11/13 Presby report: sulfonylurea toxicity, loop diuretics

Thanks to Dan Kim for giving a great talk (and to the audience of contributing lots of great learning points!) on a middle aged woman who presented with hypoglycemia after taking a dose of her sulfonylurea.

Recall that sulfonylureas work by inhibiting the ATP-sensitive potassium channel in pancreatic beta cells; this leads to increased endogenous insulin release. Long acting sulfonylureas (ie glyburide) are more likely than short-acting agents (glipizide, glimepiride) to cause hypoglycemia.

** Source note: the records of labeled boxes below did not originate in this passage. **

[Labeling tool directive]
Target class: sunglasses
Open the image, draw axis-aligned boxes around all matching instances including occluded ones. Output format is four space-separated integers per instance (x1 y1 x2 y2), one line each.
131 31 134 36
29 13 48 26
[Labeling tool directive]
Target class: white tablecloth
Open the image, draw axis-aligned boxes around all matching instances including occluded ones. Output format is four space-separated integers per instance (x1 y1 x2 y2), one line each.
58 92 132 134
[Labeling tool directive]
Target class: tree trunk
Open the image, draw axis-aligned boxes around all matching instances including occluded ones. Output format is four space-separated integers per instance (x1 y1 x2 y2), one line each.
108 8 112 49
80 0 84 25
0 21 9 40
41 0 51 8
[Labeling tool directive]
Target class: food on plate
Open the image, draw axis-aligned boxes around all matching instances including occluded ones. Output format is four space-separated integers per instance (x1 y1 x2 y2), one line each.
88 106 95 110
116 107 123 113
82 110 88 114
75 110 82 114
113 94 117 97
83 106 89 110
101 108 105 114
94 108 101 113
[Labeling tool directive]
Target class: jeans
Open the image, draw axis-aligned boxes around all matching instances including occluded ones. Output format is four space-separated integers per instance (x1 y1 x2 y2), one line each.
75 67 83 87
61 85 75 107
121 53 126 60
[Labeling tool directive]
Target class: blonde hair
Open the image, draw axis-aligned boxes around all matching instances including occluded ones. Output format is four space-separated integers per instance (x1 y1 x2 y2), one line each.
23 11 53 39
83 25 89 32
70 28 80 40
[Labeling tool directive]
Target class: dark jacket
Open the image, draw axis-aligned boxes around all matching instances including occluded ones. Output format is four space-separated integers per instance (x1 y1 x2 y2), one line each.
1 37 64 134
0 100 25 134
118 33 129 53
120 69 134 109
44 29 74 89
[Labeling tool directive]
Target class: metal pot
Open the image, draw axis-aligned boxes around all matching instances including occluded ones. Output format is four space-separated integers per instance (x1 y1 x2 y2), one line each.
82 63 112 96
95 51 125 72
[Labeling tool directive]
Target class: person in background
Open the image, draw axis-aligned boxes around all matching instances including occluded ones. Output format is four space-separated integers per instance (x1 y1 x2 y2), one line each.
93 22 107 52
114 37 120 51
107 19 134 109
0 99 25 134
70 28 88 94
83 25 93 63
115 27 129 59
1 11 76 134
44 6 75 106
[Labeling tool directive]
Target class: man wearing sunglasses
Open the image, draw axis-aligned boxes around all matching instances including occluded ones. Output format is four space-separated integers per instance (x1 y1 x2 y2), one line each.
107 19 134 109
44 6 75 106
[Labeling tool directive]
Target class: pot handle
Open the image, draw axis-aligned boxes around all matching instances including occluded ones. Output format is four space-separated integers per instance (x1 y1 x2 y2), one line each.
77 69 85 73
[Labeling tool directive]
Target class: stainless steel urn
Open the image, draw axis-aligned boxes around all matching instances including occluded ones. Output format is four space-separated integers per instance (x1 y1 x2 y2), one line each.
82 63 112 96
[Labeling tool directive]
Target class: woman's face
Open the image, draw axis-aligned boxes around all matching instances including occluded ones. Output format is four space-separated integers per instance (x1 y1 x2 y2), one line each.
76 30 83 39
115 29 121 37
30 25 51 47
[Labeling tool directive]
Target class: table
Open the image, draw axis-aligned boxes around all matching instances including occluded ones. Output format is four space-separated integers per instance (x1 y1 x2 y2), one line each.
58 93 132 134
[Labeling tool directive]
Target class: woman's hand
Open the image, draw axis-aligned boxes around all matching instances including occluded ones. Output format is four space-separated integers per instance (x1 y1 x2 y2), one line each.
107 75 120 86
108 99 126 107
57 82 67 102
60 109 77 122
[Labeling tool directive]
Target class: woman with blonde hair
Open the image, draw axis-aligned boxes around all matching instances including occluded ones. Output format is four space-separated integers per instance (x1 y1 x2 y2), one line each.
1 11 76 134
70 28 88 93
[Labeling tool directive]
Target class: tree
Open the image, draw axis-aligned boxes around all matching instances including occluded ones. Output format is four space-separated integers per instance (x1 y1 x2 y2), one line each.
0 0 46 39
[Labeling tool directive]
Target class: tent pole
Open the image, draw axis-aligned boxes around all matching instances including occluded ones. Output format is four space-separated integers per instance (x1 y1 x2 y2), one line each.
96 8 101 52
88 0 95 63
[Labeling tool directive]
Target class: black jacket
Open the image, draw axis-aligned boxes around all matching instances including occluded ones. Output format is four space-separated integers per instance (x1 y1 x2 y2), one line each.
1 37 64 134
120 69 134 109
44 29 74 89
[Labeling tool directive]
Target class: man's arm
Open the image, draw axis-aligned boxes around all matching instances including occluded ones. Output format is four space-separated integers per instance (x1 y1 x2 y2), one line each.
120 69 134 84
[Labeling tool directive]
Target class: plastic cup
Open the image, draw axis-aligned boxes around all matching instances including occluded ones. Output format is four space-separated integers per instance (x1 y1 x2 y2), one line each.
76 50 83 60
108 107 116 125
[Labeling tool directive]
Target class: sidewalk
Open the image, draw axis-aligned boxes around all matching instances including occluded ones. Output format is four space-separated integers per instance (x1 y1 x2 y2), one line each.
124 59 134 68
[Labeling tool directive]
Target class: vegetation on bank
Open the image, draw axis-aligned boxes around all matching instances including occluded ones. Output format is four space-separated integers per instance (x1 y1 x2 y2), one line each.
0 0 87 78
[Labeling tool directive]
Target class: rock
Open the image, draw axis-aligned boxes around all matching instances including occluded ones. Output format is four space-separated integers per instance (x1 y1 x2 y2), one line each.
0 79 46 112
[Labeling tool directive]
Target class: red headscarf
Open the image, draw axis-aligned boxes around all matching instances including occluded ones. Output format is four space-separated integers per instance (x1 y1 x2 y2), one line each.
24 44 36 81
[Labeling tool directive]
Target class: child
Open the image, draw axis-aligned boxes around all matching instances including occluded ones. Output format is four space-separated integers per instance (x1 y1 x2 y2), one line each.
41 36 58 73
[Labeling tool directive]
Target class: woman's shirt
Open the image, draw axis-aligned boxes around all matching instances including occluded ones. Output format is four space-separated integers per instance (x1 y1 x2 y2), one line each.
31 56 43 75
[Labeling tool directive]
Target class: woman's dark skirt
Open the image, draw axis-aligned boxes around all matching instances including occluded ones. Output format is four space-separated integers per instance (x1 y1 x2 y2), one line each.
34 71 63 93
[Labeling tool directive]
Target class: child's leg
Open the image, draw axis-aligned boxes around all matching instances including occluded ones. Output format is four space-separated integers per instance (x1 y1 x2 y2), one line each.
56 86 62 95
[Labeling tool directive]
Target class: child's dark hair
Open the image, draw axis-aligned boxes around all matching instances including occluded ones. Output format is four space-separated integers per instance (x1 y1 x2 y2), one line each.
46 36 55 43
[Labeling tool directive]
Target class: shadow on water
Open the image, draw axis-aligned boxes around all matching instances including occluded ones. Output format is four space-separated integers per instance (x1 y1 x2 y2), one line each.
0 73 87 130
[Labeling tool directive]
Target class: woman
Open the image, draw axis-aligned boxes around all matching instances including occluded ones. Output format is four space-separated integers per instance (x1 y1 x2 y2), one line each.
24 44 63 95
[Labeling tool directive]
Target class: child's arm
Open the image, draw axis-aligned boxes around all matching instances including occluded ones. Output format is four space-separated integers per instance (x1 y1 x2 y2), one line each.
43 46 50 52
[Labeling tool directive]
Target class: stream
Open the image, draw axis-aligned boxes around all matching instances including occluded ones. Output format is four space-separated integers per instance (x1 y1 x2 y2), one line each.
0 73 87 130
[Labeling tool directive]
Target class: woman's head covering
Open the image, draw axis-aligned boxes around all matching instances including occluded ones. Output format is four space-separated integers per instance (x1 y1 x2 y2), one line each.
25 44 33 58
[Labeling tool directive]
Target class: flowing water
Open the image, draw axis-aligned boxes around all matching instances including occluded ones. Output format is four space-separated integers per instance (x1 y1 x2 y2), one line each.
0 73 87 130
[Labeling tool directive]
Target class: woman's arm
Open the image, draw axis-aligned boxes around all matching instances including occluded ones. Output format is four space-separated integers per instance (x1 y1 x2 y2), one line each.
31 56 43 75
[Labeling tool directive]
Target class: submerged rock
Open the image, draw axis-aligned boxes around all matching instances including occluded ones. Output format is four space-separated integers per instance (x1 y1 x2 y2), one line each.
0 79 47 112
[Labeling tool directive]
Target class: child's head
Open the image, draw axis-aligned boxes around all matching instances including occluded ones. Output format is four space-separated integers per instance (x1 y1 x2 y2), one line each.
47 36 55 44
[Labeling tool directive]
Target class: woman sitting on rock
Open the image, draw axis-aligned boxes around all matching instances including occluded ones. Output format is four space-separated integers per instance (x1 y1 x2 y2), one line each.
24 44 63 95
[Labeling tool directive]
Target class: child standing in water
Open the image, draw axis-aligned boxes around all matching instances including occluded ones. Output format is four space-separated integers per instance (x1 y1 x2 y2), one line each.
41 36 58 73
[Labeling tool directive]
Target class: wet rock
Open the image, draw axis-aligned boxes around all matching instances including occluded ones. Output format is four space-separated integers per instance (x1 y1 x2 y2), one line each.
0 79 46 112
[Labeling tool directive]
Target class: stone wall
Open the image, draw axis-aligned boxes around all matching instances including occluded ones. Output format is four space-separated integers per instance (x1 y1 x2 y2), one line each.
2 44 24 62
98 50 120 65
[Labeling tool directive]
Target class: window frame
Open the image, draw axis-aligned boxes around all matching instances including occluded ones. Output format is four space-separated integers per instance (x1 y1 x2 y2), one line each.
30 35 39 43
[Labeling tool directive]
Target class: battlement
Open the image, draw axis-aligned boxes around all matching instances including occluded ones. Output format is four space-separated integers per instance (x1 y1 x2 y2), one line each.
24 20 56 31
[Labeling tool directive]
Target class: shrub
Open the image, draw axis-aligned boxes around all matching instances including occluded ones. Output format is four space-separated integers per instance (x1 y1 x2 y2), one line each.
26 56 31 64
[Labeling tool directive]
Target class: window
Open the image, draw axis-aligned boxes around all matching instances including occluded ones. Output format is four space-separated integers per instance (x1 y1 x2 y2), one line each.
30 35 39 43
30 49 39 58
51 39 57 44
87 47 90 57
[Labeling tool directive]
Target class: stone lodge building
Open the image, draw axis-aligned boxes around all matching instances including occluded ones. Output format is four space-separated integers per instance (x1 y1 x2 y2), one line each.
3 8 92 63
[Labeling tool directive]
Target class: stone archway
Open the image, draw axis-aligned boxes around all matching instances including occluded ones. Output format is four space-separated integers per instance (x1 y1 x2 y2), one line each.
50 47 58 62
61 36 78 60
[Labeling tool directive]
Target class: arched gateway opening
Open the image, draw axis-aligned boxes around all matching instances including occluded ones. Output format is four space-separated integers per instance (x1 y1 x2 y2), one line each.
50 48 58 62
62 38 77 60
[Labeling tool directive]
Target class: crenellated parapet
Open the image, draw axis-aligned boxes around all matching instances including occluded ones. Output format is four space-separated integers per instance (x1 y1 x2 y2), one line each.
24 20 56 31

Screen Shot 2017-11-13 at 1.19.18 PM.png

Symptoms of hypoglycemia; remember that it can mimic virtually any neurologic condition

When thinking about hypoglycemia, it helps to think in terms of whether the patient is ill-looking or not


  • drugs (insulin or insulin secretagogue, alcohol, ?others)
  • Sepsis/critical illness
  • Hormone deficiency (cortisol, glucagon or epinephrine)

Seemingly well-appearing

  • Endogenous hyperinsulinism
    • insulinoma
    • post-gastric bypass hypoglycemia
    • antibodies to insulin or insulin receptor
  • Surreptitious/factitious hypoglycemia


Sulfonylurea toxicity is generally a clinical diagnosis based on history. There are sulfonylurea assays that can be sent, but they generally take too long to result and are thus of limited use

Management of sulfonylurea toxicity

  • D50
  • D5 or D10 gtt
    • should not be used as monotherapy for sulfonylurea toxicity, as it will cause transient hyperglycemia that triggers insulin release and further episodes of hypoglycemia
  • Octreotide
    • works by decreasing insulin release from beta cells
    • Give for the first 24h, and then stop; can restart if hypoglycemia recurs
  • Glucagon
    • NB: very short acting, so should only be used as a temporizing measure while getting IV access or some other longer-acting source of glucose

Activated charcoal can be used within 2-3h of the ingestion, but hemodialysis has not been shown to be effective. Diazoxide, an older drug which also inhibits pancreatic insulin release, used to be used, but is less effective than octreotide and can cause hypotension.


We talked briefly about the threshold effect with loop diuretics:

Screen Shot 2017-11-13 at 1.55.05 PM.png

The inflection point where the blue line takes off is the ‘threshold’, and is largely determined by the rate at which the diuretic gets to its site of action. HF patients show resistance at any given diuretic dose due to Na reabsorption at other segments of the nephron. Brater 1983.

Lastly, this study compared bolus vs continuous infusion of lasix in patients with ADHF, and found that there was no real difference between the two dosing strategies. However, keep in mind that this was part of a research setting, where even bolus doses were probably timed perfectly. In real life, doses may be given late (ie beyond the point that the previous dose is effective), so continuous diuretic infusion may still have a role in clinical practice.


  1. Oh S et al. Loop Diuretics In Clinical Practice. Electrolyte Blood Press 2015.
  2. Felker et al. Diuretic Strategies in Patients with Acute Decompensated Heart Failure. NEJM 2011.
  3. Brater DC, Day B, Burdette A, et al. Kidney Int 1984; 26:183.